Linear Algebra: Characterizations of invertible matrices

[freeski]

Homework Statement

Let T be a linear transformation that maps Rⁿ onto Rⁿ.
Show that T^-1 exists and maps Rⁿ onto Rⁿ.
Is T^-1 also one to one?

Homework Equations

The Attempt at a Solution

I am not quite sure where to start. To prove that T is invertible I need to show that A is an invertible matrix. To show that A is an invertible matrix I can use The Invertible Matrix Theorem part i. "The linear transformation x → Ax maps Rⁿ onto Rⁿ
This theorem also says that if part i. is true then A is an invertible matrix.
Then, by theorem 9, T is invertible because A is invertible.
Is that enough to prove that T^-1 exists? How do I show that it maps Rⁿ onto Rⁿ? Is it also 1-1?

 

[aPhilosopher]

I don't know that theorem 9 and part i. are! I'm not taking your class with you.

 

[freeski]

Theorem 9
Let T: R^n → R^n be a linear transformation and let A be the standard matrix for T. Then T is invertible if and only if A is an invertible matrix. In that case, the linear transformation S given by S(x) = A^-1 x is the unique function satisfying
(1) S(T(x)) = x for all x in R^n
(2) T(S(x)) = x for all x in R^n

part i. is from the Invertible Matrix Theorem
Let A be a square nxn matrix. Then the following statements are logically equivalent:
a. A is an invertible matrix
b. A is row equivalent to the nxn identity matrix
c. A has n pivot positions
d. The equation Ax = 0 has only the trivial solution
e. The columns of A form a linearly independent set
f. The linear transformation x→ Ax is one-to-one
g. The equation Ax= b has at least one solution for each b in R^n
h. The columns of A span R^n
i. The linear transformation x → Ax maps R^n onto R^n
j. There is an nxn matrix C such that CA = I
k. There is an nxn matrix D such that DA = I
l. A^T is an invertible matrix.

 

[aPhilosopher]

Okay, from what I understand of your proof, you are using part (i) to conclude that the matrix associated with T is invertible.

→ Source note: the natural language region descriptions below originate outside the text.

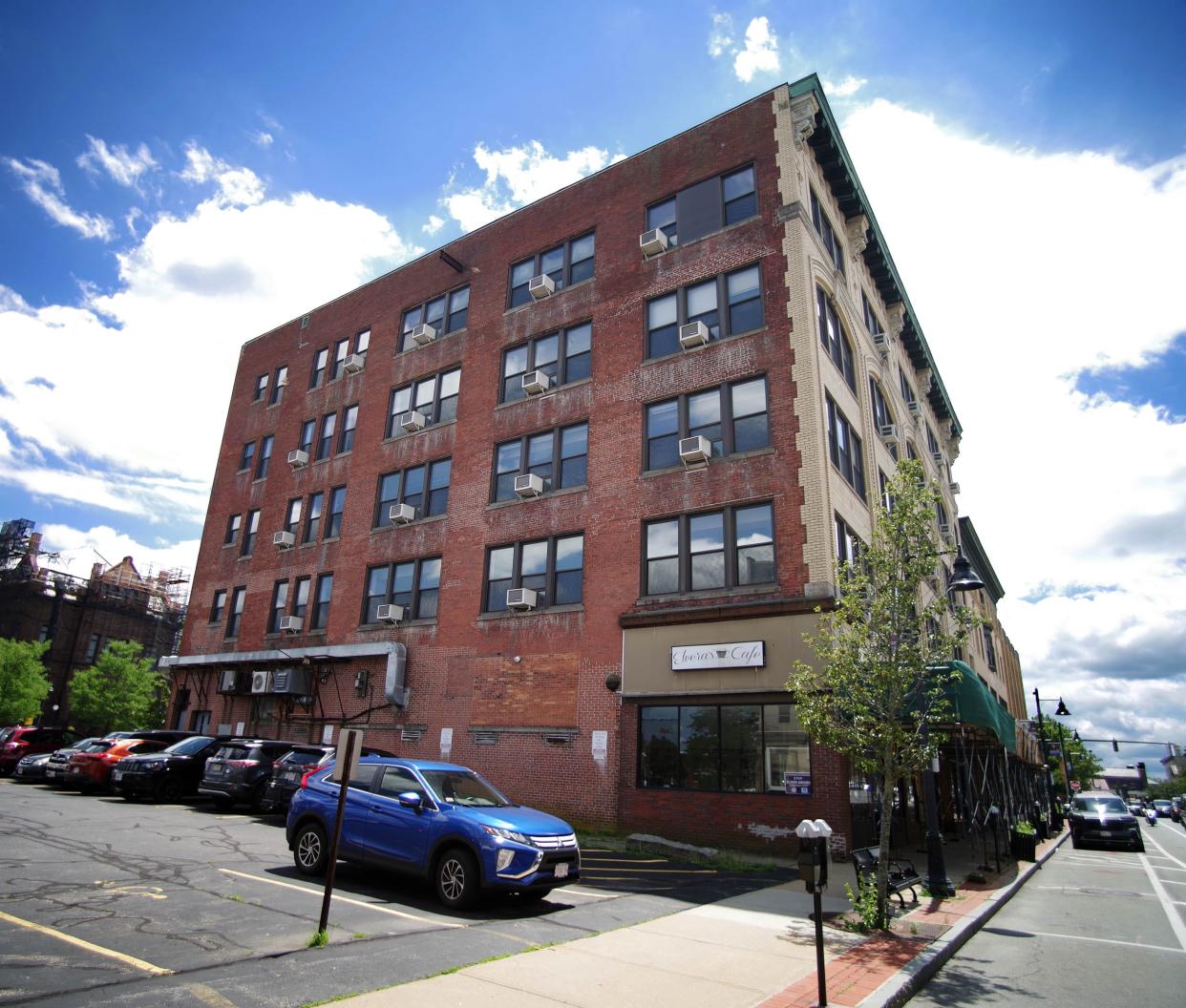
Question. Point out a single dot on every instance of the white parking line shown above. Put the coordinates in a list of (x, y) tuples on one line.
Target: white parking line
[(319, 893)]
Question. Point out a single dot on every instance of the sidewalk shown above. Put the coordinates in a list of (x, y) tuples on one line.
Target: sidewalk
[(755, 949)]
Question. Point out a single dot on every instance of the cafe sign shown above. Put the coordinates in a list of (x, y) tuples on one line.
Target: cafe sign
[(739, 655)]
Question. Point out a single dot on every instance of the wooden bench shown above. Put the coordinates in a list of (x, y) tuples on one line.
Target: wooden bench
[(901, 874)]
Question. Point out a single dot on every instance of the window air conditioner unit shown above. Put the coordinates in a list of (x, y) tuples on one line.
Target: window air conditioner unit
[(692, 334), (413, 420), (528, 485), (537, 382), (424, 334), (401, 514), (520, 599), (652, 242), (389, 613), (695, 451), (540, 286)]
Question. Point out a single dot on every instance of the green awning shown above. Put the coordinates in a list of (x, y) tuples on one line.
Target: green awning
[(974, 704)]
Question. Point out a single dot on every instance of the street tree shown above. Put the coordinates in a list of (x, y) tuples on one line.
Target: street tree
[(24, 682), (883, 651), (120, 690)]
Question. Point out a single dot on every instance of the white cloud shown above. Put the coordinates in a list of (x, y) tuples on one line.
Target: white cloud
[(117, 161), (518, 176), (1017, 264), (760, 52), (720, 38), (43, 184)]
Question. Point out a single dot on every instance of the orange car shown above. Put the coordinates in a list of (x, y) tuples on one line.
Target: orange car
[(88, 771)]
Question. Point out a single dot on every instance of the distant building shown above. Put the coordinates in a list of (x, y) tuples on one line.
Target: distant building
[(79, 617)]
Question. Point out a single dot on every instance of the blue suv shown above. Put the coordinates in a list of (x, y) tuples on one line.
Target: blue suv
[(437, 821)]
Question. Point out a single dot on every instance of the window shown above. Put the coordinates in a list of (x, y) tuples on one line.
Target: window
[(349, 421), (313, 517), (236, 611), (319, 361), (733, 417), (564, 356), (739, 292), (689, 554), (446, 313), (833, 337), (550, 567), (279, 385), (560, 458), (322, 602), (706, 206), (279, 603), (566, 264), (265, 460), (337, 505), (414, 585), (253, 528), (434, 396), (844, 449), (721, 747), (408, 488), (824, 229)]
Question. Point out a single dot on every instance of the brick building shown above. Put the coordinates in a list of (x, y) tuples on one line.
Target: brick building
[(559, 502), (81, 616)]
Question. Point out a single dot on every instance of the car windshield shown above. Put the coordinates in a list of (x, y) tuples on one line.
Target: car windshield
[(464, 788), (190, 746)]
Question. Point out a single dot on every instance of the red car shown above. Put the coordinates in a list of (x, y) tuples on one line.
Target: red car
[(91, 771), (26, 740)]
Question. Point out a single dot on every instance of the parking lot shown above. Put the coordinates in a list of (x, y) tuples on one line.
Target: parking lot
[(109, 903)]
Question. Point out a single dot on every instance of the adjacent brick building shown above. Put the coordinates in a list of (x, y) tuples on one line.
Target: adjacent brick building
[(543, 433)]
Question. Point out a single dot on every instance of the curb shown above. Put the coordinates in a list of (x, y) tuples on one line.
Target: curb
[(915, 975)]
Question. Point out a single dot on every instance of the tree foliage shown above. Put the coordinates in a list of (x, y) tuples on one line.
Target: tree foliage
[(883, 650), (121, 690), (24, 682)]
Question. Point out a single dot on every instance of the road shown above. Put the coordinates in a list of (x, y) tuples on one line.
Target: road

You are then using "Theorem 9" to conclude that because the matrix associated with T is invertible, T itself must be. So far, we have that T is invertible so that T^-1 exists.

To show that it maps Rⁿ onto Rⁿ, note that because T is onto, given an arbitrary v₁ in Rⁿ, one can find v₂ in Rⁿ so that T(v₁) = v₂. Apply the inverse to both sides of this equation and see what you get. Note that v₁ was arbitrary.

To show that it's 1-1, suppose that we have v₁, v₂ with T^-1(v₁) = T^-1(v₂). Again, just operate on both sides of the equation with T.